[14] Professor Rafn, and those who have followed him, thought Dagmalastad and Eyktarstad denoted hours of the day, and that the former was 8 a.m. and the latter 4 p.m. This gave nine hours for the duration of the shortest day, which would be in latitude 42° 21′ N. But Dagmal and Eykt were points of the horizon, not hours of the day. The Norsemen had no means of knowing the hours. In 1885 Professor Gustav Storm gave the correct interpretation of the passage, and showed that the position must have been south of 49° N., but not far to the south of that latitude. The inhabitants met with by the Norsemen in Markland and called by them Skrællings are held by Tholbitzer to have been Eskimos. In Vinland the natives appear to have been Algonquin Indians.
[15] The different events which, according to the Hauk book, occurred in Karlsefni’s voyage, are scattered over several voyages in the Flatey book, the companions of Karlsefni being made the leaders of separate expeditions at different times. There is a voyage of Thorstein which failed, a voyage of Thorwald who was killed by Skrællings, a voyage of Karlsefni, and a voyage of Fredis in company with two brothers whom he murdered. The two accounts are contradictory as regards some of the details.
[16] The Kakortak ruin was discovered by Hans Egede in 1723. It was visited by Lieut.
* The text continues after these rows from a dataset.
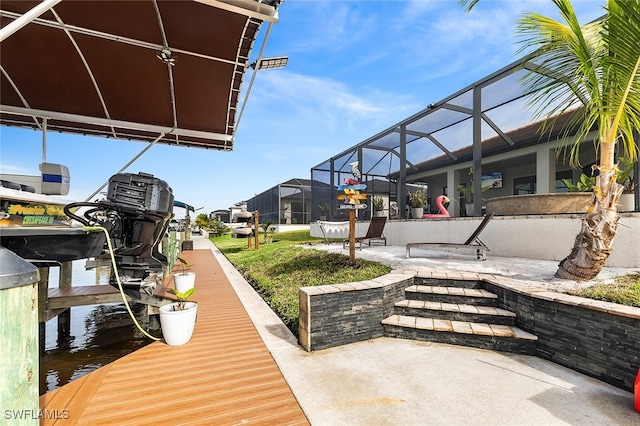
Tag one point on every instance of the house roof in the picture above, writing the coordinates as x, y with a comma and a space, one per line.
521, 137
166, 71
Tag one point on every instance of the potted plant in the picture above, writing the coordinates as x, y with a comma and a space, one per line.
624, 177
178, 319
185, 279
323, 211
378, 206
417, 199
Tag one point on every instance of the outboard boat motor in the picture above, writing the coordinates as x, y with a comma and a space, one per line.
136, 213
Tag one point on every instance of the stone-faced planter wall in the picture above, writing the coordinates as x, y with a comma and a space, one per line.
557, 203
599, 339
334, 315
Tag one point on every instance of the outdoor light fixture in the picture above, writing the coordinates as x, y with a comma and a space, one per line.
270, 63
165, 56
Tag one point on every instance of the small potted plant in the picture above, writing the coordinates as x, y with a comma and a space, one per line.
378, 206
323, 211
178, 319
417, 199
185, 279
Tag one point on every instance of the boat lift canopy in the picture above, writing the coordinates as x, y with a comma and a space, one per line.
159, 71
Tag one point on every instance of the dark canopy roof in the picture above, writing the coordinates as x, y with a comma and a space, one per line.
96, 67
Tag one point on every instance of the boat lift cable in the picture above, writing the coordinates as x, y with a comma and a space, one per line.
115, 269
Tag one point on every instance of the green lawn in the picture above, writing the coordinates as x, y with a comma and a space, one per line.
278, 269
624, 291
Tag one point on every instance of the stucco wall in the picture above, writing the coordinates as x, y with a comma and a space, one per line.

Graah in 1827 who first described it, with careful measurements. It was again visited by Sir Leopold M’Clintock in 1860.
[17] These are recorded in the Icelandic annals, which commence in 1260. Another series is appended to the Flatey book and dates from 1395.
[18] A Norse festival which falls on April 28th.
[19] In 1246.
[20] July 25th.
[21] Antiq. Amer. XXXIX.
[22] The sailing directions of Ivar Bardsen were published in English by Purchas, from a copy which had belonged to Henry Hudson. Rafn, in the Antiquitates Americanae, gave the text of an early copy found in the Faroes, with a Latin translation. Mr Major, in his Voyages of the Zeni, gives an English translation of the Latin version.
[23] We learn this from a parchment MS., known as the Skalholt Annals, believed to have been written in 1347.